Like most of his stories, the setting is classic Prairie fiction: long horizons, blue skies, bitter cold, and not enough summer rain for the farmers’ fields. The characters, however, are the same we find everywhere in fiction these days (though rarely in stories about the West). They actively psychoanalyze themselves, watch television game shows, and drink Coke. Gowan’s own fascination with the modern West’s incongruence with its mythical persona is there in spades.

“Those are the questions that I’m trying to ask,” he says during a recent interview at his publishers’ office in downtown Toronto, before he hastily adds: “I don’t know if I’m giving any answers.”

Gowan’s recently released sophomore effort, The Last Cowboy, follows the saga of Sam McMahon, a banker from the fictional town of Broken Head, Sask. who longs to escape to Toronto as his marriage and family fall apart. The book might be something like a study in contrasts (but probably not): Sam, the successful banker, visits head office in Toronto, and all the Easterners he meets call him “cowboy”. Back home, he sees himself as anything but. Transplant the character of Ai Lee, a Toronto-based film locations scout who serendipitously becomes entangled in Sam’s souring marriage and family life, to Sam’s Saskatchewan, and bingo, you’ve got instant East-West antagonism.

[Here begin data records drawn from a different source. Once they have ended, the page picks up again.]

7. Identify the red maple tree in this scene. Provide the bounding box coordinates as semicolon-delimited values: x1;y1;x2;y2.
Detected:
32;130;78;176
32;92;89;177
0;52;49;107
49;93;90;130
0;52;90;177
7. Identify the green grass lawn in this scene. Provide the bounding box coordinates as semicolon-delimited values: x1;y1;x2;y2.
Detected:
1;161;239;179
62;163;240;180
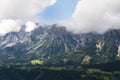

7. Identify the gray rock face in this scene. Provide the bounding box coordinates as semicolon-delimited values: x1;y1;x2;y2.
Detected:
0;26;31;48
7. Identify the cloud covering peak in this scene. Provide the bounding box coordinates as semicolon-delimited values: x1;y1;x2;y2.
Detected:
0;0;56;35
25;21;37;32
68;0;120;33
0;19;21;35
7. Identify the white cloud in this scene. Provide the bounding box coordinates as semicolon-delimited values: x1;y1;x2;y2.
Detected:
25;21;36;32
0;0;56;21
0;19;21;35
68;0;120;33
0;0;57;35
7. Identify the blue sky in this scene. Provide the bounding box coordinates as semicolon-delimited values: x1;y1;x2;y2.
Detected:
39;0;78;22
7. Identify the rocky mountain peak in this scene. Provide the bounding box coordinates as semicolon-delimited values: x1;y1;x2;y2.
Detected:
0;24;120;64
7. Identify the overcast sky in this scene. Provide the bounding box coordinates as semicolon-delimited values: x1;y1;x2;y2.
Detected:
0;0;120;35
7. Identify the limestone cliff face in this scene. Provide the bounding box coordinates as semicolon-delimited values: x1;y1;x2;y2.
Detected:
96;40;104;55
117;45;120;57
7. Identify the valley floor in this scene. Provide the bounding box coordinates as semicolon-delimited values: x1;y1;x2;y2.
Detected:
0;62;120;80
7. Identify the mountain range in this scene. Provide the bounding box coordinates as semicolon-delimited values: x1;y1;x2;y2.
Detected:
0;23;120;65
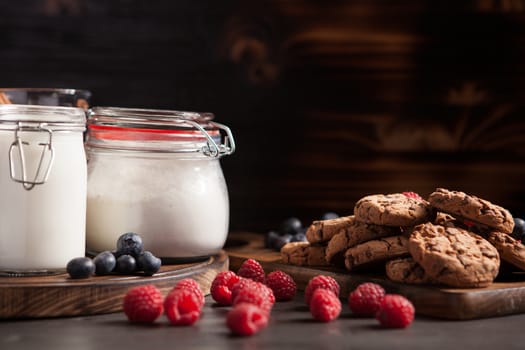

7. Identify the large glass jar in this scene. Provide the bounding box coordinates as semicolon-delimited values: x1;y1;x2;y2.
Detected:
0;105;87;276
85;107;235;262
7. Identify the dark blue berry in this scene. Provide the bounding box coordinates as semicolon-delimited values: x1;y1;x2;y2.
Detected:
264;230;280;249
93;251;116;275
321;212;339;220
512;217;525;242
138;251;162;276
66;257;95;279
278;217;303;235
115;254;137;274
116;232;143;258
274;234;292;250
291;232;307;243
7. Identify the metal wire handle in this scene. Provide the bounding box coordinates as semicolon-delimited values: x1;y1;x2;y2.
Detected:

When asked if the novel therefore contains something like a thesis, Gowan speaks earnestly about his work, saying that he “wants to ask questions about why people [from outside Saskatchewan] misunderstand the West.” The idea for The Last Cowboy came from an experience he had while working on Paris or Somewhere. Gowan based the screenplay on John M. Synge’s classic play The Playboy of the Western World, but changed the setting to-where else?-Saskatchewan. When the producers caught wind of this, they decided to make the TV-movie a Western.

“Most people only know the West from movies,” Gowan notes. Some might say it’s lucky, then, that Gowan’s work as an author is all about clearing up the myths and misconceptions surrounding Canada’s East-West divide.